A lot of my confidence this will happen is this and a generalized Morvec's paradox-style "hard things are easy, easy things are hard" intuition. 

Does this "paradox" still hold in the era of recent multimodal AI? In particular, what are some things that are easy for humans but hard for AI, other than things requiring embodiment? What areas are human mechanical Turks still much better at? (I believe there are areas but pretty fuzzy about what they are.)

I don't think reading/writing is very easy for humans - compared to perception and embodied tasks. My Morvec's paradox intuition here is maths is of a similar order of difficulty to what we have been very successfully automating in the last couple years, so I expect it will happen soon.

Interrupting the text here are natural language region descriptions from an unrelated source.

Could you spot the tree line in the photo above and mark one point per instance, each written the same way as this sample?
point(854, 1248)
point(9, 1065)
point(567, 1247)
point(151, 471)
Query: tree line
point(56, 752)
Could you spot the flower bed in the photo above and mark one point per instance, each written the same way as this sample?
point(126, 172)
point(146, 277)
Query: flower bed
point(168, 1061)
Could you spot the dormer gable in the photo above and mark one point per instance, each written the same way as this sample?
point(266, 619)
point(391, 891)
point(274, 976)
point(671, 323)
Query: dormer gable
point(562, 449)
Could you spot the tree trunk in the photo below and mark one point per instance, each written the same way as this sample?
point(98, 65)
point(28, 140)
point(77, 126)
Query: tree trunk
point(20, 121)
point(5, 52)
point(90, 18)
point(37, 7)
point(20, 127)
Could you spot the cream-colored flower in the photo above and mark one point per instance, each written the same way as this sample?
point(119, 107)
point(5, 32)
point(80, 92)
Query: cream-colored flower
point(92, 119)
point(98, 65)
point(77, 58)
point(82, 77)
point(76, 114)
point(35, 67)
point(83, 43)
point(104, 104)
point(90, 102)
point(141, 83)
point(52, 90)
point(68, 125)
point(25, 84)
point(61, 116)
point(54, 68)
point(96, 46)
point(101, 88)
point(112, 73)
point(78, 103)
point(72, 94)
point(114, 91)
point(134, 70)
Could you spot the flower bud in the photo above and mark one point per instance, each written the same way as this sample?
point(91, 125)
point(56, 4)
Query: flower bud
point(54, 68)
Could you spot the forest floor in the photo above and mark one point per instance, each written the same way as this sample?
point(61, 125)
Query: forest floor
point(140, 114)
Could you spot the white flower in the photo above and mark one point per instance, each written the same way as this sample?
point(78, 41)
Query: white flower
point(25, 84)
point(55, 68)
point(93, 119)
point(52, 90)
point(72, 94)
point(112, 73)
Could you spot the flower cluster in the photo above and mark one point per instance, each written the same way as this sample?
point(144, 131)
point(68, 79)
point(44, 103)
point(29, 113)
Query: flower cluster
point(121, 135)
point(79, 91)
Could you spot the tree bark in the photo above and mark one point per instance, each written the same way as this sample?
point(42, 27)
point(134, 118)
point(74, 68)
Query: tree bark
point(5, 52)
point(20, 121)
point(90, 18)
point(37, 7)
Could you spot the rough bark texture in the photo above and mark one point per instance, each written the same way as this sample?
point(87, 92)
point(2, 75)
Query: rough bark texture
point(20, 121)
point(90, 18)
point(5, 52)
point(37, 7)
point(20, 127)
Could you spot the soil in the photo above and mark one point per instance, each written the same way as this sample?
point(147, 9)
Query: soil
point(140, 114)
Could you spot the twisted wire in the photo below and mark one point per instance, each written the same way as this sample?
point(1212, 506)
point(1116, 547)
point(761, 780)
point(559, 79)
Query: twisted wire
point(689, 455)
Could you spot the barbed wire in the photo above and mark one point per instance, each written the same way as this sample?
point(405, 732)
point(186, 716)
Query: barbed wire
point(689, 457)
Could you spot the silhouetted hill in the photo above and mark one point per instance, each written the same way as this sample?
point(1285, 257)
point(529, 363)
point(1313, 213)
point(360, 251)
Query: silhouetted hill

Embodied tasks just aren't an area where comparison makes much sense yet. What kind of perception tasks did you have in mind?

I mean like the type of perception one needs to empty a random dishwasher, make a cup of coffee with a random coffee machine type of stuff, clean a room. Hunt and skin a rabbit. 

Glad someone took this bet! I still think I think you'll win, but I myself backed out of a similar bet. 

Out of curiosity, how much experience do either of you have solving IMO problems?

I participated in the selection tests for the Brazilian IMO team, and got to the last stage. That being said, never managed to solve the hard problems independently (problems 3 and 6).

Once upon a time I was decent at math contests. Currently I'm decent at game design. It feels to me like:

  • A: difficulty getting an LLM to get good at hard math contests
  • B: difficulty getting an LLM to get good at satisfying game design
  • C: difficulty getting a human to get good at hard math contests
  • D: difficulty getting a human to get good at satisfying game design

A/B << C/D

I take from this comment that you do not see "AI winning the gold medal" as a good predictor of superintelligence arriving soon as much as I do.

I agree with the A/B < C/D part but may disagree with the "<<". LLMs already display common sense. LLMs already generalize pretty well. Verifying whether a given game design is good is mostly a matter of common sense + reasoning. Finding a good game design given you know how to verify it is a matter of search.

A expect an AI that is good at both reasoning and search (as it has to be to win the IMO gold medal) to be quite capable of mechanism design as well, once it also knows how to connect common sense to reasoning + search. I don't expect this to be trivial, but I do expect it to depend more on training data than on architecture.

Edit: by "training data" here I mostly mean "experience and feedback from multiple tasks" in a reinforcement learning sense, rather than more "passive" supervised learning.

I dont think the difficulty of the task has much with the outcome. 

 

I mean, I take your comment at face value and update to "it's going to get powerful faster" and not the other way around.